Einjähriges Kind beschäftigen

Hi

Allerdings bin ich der Ansicht, dass es wichtig ist, mit Kindern von Anfang an in ganzen Sätzen und mit korrekter Grammatik zu sprechen -

Ich meinte, man solle nur öfters nur den betreffenden Begriff sagen, nicht immer. Ich finde es hilfreich, ab und zu ausschließlich den betreffenden Begriff zu sagen, so kann das Kind doch besser den Sinn der Sätze erfassen, wenn es die einzelnen Begriffe abgrenzen lernt.

Man kann ja auch z. B. auf einen (bzw. ein Bild von einem) laufenden Hasen, ein laufendes Pferd, einen laufenden Menschen zeigen und jeweils sagen: „läuft“.

Dann auf mehrere laufende Hasen, laufende Pferde, laufende Menschen zeigen und jeweils sagen: „laufen“.

So zum Beispiel könnte man die Bedeutung von Verben deutlich machen.
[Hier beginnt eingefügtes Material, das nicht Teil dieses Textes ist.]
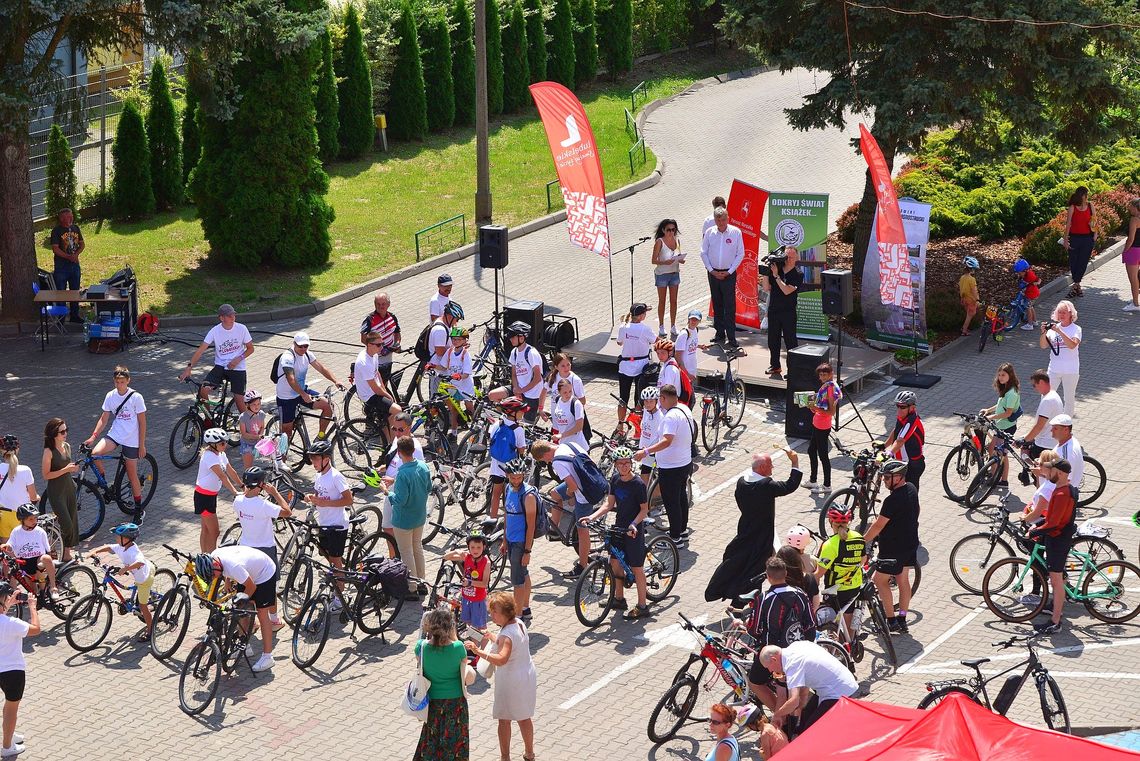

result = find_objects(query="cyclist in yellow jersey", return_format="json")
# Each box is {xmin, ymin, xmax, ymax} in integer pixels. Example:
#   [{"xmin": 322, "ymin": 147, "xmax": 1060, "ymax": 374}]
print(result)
[{"xmin": 815, "ymin": 504, "xmax": 866, "ymax": 636}]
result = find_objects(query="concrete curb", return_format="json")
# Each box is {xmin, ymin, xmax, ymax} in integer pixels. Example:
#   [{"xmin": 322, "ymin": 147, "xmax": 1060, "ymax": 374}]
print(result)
[{"xmin": 893, "ymin": 240, "xmax": 1125, "ymax": 373}]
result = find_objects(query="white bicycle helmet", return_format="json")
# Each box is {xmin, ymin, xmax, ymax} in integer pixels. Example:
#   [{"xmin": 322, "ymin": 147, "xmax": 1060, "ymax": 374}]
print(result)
[{"xmin": 202, "ymin": 428, "xmax": 229, "ymax": 444}]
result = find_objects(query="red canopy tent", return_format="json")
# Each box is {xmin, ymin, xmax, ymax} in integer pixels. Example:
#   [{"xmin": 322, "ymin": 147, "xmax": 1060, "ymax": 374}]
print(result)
[{"xmin": 776, "ymin": 695, "xmax": 1140, "ymax": 761}]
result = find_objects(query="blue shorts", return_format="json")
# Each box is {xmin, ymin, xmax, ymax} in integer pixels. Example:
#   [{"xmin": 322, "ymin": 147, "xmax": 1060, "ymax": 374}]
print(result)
[{"xmin": 459, "ymin": 597, "xmax": 487, "ymax": 629}]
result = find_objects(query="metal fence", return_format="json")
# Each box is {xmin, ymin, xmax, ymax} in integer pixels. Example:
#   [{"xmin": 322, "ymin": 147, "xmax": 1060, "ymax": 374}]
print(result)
[{"xmin": 29, "ymin": 58, "xmax": 185, "ymax": 221}]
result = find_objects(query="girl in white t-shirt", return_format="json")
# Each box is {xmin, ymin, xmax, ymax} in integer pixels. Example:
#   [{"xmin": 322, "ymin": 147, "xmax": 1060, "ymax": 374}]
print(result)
[{"xmin": 194, "ymin": 428, "xmax": 242, "ymax": 553}]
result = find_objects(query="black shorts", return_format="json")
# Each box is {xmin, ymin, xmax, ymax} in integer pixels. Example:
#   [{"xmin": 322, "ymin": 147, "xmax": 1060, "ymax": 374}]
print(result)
[
  {"xmin": 194, "ymin": 491, "xmax": 218, "ymax": 515},
  {"xmin": 317, "ymin": 526, "xmax": 349, "ymax": 557},
  {"xmin": 0, "ymin": 671, "xmax": 25, "ymax": 703},
  {"xmin": 202, "ymin": 365, "xmax": 245, "ymax": 399}
]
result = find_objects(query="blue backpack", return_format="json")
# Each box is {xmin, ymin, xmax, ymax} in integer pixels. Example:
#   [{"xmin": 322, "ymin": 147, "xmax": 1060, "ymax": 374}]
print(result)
[
  {"xmin": 554, "ymin": 444, "xmax": 610, "ymax": 505},
  {"xmin": 489, "ymin": 420, "xmax": 519, "ymax": 464}
]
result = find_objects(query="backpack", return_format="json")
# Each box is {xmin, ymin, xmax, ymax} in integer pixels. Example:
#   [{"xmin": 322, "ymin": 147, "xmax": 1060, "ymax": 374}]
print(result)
[
  {"xmin": 554, "ymin": 444, "xmax": 610, "ymax": 505},
  {"xmin": 412, "ymin": 320, "xmax": 447, "ymax": 362},
  {"xmin": 488, "ymin": 420, "xmax": 519, "ymax": 463}
]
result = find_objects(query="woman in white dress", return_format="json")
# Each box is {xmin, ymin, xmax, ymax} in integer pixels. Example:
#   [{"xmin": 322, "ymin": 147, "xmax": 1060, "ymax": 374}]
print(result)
[{"xmin": 465, "ymin": 592, "xmax": 538, "ymax": 761}]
Die ganzen Sätze müssen natürlich auch kommen, aber ich dachte, das wäre sowieso das Normale, die meisten Erwachsenen reden ja in Sätzen. Ein Kind mit 14 Monaten wird im Normalfall die Grammatik eines Satzes sowieso nicht nachvollziehen können, denn sonst könnte es ja auch in ganzen Sätzen sprechen. Insofern finde ich es hilfreich, auch öfters einzelne Worte zu sagen.

Und das hier:

Man kann auch die einzelnen Laute lang und genüßlich
vorsprechen, z. B. Mmmmmmmm, Oooooooo, Aaaaaaaa, Iiiiii, T! K!
Eeeee, Ffffffffff, Sssssss, P! B …

ist imho eher für kleinere Kinder, richtige Babys, geeignet - mit 14 Monaten ist das Mädchen doch schon eher ein Kleinkind

Na gut, so genau wusste ich das im Moment nicht mehr.
Aber ich denke nicht, dass sich so kleine Kinder veräppelt fühlen, irgendwie fehlt denen oft noch das Verständnis für Veräppeln. - Einzelne Laute bewusst auszusprechen kann aber in jedem Alter hilfreich sein, auch für Erwachsene. Das macht man ja z. B. auch in der Stimmbildung. Es kann auch Spaß machen, die Laute zu bilden. Man kann sie ja mehr hinten im Hals oder mehr vorne direkt hinter den Zähnen bilden. Das kann ruhig mal ausprobiert werden, finde ich.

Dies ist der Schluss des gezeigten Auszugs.